In our measurements, we use prior knowledge about the object position to limit the scan length and therefore overall measurement time. We note, however, that the approximate position of objects of interest in the scene can be instead gained using conventional single photon LiDAR as all the same components are present here (pulsed laser, single photon detector, TCSPC). The axial resolution demonstrated here can be increased further by the use of pulses of shorter duration. It then also becomes important to consider the effects of chromatic dispersion from propagation within the air and fibers which will broaden the pulse. We note, however, that the 100 fs pulse discussed here will only broaden by around 14 fs for 100 m propagation in air due to second order dispersion [18,19]. This can be compensated within either the signal or reference arm and could be optimised without any prior knowledge of the propagation distance. Although the measurement shown in Fig. 2 required over 10 hours to acquire, this can be greatly reduced by using our proposed multiple-pulse correlation method to just 36 s. Further improvements can be achieved by the removal of the transverse scanning elements in favour of a full-field imaging system. Full-field OCT is routinely performed and it is only the addition of the correlation measurements that would be required to extend this to the approach presented here. To achieve this, cameras which are able to distinguish $g^{(2)}$ from individual photon correlations at a high rate is preferable.
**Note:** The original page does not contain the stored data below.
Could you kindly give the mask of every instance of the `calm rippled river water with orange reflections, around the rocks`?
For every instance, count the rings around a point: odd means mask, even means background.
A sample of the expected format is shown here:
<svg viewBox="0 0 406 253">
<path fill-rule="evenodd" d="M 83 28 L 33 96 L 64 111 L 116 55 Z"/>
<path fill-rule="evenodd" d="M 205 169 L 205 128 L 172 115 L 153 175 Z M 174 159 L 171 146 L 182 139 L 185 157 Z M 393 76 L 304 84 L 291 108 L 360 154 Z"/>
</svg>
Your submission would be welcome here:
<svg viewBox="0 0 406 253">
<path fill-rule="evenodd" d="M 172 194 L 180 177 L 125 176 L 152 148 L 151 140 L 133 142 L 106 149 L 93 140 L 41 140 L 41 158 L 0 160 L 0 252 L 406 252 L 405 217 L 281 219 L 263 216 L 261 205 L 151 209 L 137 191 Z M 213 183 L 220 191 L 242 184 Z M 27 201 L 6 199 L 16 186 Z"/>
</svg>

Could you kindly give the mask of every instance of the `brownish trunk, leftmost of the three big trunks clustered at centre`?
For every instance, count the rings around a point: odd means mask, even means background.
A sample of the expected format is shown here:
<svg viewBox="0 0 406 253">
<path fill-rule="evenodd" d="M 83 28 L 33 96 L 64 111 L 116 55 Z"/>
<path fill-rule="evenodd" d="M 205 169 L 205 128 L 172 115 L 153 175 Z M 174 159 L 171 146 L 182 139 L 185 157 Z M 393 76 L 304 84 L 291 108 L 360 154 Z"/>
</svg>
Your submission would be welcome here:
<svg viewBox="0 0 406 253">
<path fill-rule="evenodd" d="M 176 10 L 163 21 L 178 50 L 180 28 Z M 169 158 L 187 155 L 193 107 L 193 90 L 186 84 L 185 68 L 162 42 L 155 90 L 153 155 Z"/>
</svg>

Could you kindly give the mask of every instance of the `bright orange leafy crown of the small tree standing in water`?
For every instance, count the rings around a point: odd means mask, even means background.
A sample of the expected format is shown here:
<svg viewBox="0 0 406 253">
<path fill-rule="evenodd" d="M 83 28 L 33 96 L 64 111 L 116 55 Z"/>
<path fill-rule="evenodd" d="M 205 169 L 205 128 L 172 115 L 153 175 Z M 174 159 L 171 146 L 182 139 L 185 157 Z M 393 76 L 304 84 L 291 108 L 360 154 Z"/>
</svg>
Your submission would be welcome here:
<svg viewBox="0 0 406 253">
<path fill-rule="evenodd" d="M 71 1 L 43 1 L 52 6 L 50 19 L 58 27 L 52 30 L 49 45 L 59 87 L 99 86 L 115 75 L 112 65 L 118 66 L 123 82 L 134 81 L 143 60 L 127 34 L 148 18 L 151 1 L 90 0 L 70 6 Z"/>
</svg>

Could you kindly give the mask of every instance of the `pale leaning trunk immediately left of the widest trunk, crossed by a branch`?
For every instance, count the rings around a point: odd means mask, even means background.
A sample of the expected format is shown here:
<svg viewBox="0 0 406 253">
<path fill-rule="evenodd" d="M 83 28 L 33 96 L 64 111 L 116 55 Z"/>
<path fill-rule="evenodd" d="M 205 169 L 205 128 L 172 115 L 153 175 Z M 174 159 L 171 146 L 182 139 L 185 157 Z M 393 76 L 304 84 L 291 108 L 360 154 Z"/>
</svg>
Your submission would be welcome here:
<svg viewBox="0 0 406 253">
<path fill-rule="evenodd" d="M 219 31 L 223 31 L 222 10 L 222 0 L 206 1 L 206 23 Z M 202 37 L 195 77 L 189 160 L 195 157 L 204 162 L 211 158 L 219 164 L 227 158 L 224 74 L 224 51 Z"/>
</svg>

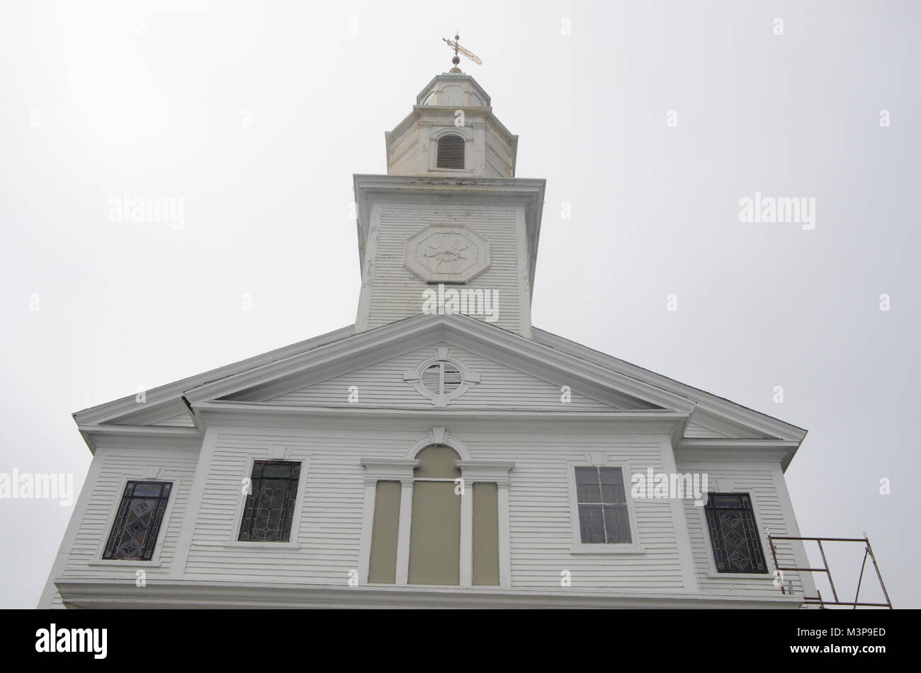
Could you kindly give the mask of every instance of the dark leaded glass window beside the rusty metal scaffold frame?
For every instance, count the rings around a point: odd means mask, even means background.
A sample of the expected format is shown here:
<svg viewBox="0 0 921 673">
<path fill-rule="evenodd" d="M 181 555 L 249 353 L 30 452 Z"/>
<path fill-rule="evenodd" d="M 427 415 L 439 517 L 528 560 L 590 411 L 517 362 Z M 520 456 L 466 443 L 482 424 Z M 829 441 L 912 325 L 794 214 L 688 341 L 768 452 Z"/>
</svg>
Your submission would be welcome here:
<svg viewBox="0 0 921 673">
<path fill-rule="evenodd" d="M 752 498 L 747 493 L 711 493 L 705 511 L 717 572 L 766 573 Z"/>
</svg>

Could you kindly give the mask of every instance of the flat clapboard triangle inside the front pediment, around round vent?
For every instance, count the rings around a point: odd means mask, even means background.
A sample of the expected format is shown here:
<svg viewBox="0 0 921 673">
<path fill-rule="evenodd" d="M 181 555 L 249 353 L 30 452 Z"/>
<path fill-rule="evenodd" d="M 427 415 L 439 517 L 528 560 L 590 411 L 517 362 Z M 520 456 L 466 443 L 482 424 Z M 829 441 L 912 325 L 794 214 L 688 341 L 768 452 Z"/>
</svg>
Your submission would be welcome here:
<svg viewBox="0 0 921 673">
<path fill-rule="evenodd" d="M 431 360 L 447 358 L 457 362 L 466 372 L 464 381 L 475 379 L 469 387 L 445 403 L 450 408 L 555 408 L 571 411 L 610 411 L 624 408 L 655 408 L 641 400 L 632 406 L 619 401 L 602 401 L 579 390 L 570 382 L 565 391 L 564 382 L 547 381 L 532 373 L 474 353 L 468 348 L 452 347 L 439 342 L 424 348 L 414 348 L 393 358 L 349 371 L 325 381 L 298 387 L 284 394 L 265 396 L 258 391 L 228 395 L 225 399 L 267 402 L 277 405 L 348 405 L 408 406 L 430 408 L 435 405 L 431 396 L 420 393 L 425 386 L 421 376 L 415 376 L 421 365 Z M 415 378 L 414 378 L 415 376 Z M 437 385 L 437 383 L 436 383 Z M 563 399 L 567 399 L 566 402 Z M 353 402 L 354 404 L 354 402 Z"/>
</svg>

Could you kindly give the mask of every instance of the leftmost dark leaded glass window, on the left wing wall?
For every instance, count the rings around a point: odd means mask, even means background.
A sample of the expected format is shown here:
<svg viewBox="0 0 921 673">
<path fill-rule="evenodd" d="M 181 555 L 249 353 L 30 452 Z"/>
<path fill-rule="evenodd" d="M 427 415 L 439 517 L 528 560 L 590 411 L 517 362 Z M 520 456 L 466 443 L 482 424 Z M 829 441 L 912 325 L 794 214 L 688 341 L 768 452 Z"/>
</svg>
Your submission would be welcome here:
<svg viewBox="0 0 921 673">
<path fill-rule="evenodd" d="M 102 558 L 151 559 L 171 488 L 168 482 L 128 482 L 125 485 Z"/>
</svg>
Recent advancements using SPAD cameras have proven to be a promising candidate for this [20]. Full-field imaging with HOM interference has been recently demonstrated using SPAD cameras, the scheme however relied on the spatial correlation between photon pairs from an SPDC source [21]. The same method can be adapted for our LiDAR scheme by using spatially correlated light sources.

6. Conclusions

We demonstrate a new method for LiDAR using intensity correlation based interferometry with the depth resolution of an OCT system. We have shown imaging capabilities with the ability to discern two different depth objects at the same pixel down to separations of 70 $\mu$m. Our approach has applications not only for high-precision LiDAR, but also in other ToF sensing systems where one wishes to measure the full temporal distribution of light pulses with high resolution such as imaging through scattering media and Non-Line-of-Sight imaging.